La bala perforaba mi pecho poco notaba como mi cuerpo caía. Y desaparecería de la existencia. Mientras caía veía el arma de mi asesino y escuchaba el lloro de mis queridos alumnos. Mientras yo moría mi corazon lloraba y mi mente recordaba algunos instantes de este día.
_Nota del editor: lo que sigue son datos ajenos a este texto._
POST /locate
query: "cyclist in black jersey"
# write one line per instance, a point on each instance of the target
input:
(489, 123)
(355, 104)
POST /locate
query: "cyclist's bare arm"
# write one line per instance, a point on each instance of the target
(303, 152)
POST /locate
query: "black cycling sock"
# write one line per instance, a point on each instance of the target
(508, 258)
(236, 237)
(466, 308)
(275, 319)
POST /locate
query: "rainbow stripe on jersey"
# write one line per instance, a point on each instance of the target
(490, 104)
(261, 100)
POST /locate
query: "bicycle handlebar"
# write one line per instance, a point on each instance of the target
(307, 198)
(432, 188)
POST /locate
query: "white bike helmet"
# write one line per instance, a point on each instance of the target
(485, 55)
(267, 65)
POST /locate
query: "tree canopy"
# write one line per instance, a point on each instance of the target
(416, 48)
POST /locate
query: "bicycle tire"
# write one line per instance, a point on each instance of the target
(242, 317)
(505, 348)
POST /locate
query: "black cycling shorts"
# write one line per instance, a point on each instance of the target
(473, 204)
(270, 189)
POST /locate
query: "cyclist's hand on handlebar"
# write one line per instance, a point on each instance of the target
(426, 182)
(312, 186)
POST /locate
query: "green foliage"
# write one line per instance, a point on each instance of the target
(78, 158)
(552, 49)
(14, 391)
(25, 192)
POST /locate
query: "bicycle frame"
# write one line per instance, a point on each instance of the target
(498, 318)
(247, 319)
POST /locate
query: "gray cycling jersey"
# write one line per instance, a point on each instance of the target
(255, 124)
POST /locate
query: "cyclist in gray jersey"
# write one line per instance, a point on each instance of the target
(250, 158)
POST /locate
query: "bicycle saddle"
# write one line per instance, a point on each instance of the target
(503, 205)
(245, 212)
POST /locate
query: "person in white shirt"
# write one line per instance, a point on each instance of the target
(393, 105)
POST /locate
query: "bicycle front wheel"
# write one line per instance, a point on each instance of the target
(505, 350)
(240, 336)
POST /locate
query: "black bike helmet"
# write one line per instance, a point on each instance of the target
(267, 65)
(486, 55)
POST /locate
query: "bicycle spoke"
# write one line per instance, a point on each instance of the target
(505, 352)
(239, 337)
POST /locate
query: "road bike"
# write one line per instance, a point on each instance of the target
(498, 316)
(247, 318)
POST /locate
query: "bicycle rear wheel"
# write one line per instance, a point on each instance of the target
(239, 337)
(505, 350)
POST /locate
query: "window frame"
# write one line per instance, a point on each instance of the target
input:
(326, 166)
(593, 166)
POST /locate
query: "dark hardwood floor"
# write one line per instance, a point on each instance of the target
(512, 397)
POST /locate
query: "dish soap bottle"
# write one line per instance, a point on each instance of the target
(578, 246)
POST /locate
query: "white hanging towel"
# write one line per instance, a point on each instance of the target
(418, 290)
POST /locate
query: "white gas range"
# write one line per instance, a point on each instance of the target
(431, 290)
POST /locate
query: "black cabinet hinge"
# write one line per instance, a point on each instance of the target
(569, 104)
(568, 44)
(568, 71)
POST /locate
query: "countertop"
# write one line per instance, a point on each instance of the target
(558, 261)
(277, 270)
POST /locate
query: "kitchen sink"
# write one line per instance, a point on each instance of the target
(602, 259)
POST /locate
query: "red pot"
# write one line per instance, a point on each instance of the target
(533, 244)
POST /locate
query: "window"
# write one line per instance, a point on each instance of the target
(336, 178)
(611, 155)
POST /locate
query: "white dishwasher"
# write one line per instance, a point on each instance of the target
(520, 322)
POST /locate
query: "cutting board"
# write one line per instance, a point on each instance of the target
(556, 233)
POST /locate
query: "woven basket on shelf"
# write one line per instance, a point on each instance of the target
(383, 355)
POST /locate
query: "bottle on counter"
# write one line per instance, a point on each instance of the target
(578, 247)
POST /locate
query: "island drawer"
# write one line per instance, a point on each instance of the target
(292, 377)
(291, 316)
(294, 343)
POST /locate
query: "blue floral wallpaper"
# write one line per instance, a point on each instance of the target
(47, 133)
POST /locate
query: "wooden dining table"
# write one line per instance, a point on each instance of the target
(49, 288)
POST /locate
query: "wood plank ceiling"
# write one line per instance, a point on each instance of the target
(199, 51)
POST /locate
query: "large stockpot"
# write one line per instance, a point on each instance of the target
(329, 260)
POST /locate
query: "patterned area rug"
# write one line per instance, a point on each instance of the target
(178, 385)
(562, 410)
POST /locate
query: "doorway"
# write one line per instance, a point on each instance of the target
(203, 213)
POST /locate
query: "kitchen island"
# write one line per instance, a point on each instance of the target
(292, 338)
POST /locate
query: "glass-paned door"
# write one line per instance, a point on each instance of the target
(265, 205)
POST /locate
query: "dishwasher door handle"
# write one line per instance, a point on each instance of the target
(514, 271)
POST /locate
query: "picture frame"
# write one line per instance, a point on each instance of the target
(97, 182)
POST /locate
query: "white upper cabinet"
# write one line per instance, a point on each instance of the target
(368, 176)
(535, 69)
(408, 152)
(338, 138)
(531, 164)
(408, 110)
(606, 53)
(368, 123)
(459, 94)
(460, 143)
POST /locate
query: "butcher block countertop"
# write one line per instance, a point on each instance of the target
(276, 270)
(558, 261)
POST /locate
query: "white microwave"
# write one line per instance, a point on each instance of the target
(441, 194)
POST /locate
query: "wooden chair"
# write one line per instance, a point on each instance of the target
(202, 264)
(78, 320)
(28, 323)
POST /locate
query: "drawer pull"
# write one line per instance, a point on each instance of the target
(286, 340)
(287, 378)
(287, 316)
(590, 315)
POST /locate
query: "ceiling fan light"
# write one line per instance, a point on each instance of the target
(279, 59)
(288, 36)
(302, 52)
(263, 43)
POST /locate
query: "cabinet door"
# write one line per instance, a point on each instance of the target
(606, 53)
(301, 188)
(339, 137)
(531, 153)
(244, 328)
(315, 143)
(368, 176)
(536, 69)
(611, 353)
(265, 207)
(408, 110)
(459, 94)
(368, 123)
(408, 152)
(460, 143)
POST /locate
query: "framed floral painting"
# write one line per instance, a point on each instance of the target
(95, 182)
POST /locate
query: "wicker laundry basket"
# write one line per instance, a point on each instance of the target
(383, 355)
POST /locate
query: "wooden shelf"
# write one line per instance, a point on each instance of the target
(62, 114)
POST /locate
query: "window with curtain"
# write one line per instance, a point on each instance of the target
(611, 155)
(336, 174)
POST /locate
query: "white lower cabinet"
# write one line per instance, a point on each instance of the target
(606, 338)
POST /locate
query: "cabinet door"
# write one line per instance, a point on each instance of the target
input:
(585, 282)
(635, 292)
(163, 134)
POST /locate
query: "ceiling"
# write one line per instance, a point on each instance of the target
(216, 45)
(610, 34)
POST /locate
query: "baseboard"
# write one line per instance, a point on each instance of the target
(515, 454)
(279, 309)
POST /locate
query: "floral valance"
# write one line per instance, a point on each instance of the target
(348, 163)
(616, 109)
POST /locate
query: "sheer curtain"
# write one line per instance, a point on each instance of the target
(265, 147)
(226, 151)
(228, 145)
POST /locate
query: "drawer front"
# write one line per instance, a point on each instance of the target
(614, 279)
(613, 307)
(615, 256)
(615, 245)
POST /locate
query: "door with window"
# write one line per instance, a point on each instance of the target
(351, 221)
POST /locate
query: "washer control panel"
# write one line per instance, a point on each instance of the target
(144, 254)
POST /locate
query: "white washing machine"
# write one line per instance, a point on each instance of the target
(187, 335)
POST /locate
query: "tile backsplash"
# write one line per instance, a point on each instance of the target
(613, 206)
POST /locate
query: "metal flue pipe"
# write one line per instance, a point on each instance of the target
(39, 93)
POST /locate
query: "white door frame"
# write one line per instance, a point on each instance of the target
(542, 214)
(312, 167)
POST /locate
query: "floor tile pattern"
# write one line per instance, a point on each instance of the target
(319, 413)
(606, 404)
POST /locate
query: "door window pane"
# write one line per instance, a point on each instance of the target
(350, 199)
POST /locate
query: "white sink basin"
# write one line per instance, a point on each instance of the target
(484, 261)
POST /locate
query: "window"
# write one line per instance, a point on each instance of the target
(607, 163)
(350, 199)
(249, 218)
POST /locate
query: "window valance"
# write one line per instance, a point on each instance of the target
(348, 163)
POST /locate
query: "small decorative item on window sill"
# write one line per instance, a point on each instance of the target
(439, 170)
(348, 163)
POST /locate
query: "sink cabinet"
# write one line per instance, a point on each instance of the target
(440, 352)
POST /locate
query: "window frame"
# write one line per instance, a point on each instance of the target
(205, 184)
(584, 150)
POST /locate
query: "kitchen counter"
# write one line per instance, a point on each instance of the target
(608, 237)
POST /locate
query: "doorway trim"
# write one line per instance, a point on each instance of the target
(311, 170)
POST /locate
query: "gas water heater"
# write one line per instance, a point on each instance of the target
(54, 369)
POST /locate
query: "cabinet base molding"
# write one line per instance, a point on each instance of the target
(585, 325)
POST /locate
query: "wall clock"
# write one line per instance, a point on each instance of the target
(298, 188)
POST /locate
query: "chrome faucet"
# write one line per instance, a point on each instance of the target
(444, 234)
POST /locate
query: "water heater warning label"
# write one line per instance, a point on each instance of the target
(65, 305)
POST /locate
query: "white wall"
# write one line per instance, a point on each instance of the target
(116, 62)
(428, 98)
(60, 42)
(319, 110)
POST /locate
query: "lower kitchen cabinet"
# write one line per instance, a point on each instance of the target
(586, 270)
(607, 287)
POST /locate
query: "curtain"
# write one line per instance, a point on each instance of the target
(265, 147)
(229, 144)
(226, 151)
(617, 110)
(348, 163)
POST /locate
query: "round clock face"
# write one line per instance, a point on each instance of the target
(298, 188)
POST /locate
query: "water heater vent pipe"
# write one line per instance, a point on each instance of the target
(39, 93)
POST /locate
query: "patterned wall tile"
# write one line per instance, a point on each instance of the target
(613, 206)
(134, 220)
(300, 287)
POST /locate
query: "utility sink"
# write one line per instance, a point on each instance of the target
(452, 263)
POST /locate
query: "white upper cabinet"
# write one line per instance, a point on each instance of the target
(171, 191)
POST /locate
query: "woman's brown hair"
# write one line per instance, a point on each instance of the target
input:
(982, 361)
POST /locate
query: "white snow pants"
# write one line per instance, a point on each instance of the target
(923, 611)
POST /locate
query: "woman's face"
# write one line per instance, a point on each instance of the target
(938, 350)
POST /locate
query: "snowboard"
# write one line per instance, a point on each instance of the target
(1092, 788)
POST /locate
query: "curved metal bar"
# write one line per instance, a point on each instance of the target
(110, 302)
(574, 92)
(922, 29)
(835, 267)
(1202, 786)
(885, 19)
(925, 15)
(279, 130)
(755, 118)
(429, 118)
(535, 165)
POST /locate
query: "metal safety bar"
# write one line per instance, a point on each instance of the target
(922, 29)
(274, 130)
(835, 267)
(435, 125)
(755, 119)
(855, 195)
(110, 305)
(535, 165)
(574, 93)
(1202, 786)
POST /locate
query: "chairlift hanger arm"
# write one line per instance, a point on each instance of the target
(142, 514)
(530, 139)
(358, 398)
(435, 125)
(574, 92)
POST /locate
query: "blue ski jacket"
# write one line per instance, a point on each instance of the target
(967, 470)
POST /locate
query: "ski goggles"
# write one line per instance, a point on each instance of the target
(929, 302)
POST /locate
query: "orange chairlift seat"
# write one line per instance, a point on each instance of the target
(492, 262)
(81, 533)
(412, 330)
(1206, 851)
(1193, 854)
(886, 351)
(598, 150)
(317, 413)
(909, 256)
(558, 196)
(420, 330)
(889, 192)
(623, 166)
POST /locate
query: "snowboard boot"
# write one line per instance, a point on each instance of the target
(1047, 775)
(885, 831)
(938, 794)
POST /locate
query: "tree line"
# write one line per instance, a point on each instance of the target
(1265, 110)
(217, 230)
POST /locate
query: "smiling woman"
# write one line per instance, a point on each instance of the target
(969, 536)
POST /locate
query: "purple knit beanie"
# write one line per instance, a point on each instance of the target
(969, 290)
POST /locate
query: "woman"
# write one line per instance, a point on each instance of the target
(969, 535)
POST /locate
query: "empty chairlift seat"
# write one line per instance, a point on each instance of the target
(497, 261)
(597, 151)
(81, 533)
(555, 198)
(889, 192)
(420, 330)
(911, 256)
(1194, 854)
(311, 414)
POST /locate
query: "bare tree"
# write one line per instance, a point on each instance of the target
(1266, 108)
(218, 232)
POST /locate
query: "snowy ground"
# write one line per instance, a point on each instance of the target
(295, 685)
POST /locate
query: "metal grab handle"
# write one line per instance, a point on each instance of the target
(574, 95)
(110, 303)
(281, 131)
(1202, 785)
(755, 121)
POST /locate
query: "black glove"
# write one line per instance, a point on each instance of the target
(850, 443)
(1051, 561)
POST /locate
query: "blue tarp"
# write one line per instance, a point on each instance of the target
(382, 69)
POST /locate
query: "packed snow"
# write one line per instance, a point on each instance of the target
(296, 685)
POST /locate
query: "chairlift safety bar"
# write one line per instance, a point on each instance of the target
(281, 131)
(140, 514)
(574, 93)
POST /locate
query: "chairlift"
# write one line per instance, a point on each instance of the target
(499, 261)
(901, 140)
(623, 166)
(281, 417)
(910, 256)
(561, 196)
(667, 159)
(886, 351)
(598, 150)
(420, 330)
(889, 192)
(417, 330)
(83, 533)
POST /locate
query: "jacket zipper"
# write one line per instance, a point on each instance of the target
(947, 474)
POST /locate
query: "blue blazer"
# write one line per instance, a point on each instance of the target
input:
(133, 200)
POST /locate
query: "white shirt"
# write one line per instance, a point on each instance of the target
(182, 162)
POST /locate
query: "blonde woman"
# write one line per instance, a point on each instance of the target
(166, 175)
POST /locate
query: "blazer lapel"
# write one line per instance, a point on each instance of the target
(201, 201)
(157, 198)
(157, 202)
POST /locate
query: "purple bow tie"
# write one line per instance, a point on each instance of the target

Otra vez la guerrilla. Habían vuelto, habian dejado sin hogar a esa muchachita de 4 añitos.Yo como cuidador de este orfanato me tenía que responsabilizar de ella y de los muchos niños que se quedan sin casa. Estas malditas matanzas indiscriminadas. Al día  siguiente me llegó una carta de amenaza. Me advertían que dejara de hacer propaganda en contra de ellos y que me cuidara de mis asuntos. Viendo todo aquello toda la desgracia que había en aquel país. Si vine fué para ayudar. Veo como los críos en horas de estudio entran y salen de sus clases riendo. Peró al llegar la noche los recuerdos les hacen ver el dolor y la desesperación. Cuando me toca turno de guardia nocturna, escucho lloros y gritos a mama y papa. Por eso hice caso omiso a la advertencia. Invadidos por el afán de salvaguardar sus cultivos de coca hacen estragos en otras familias. Mi mente vuelve al presente. La mano calida de un alumno y sus lagrimas atraviesan la piel de mi mano para llegar a mi corazón.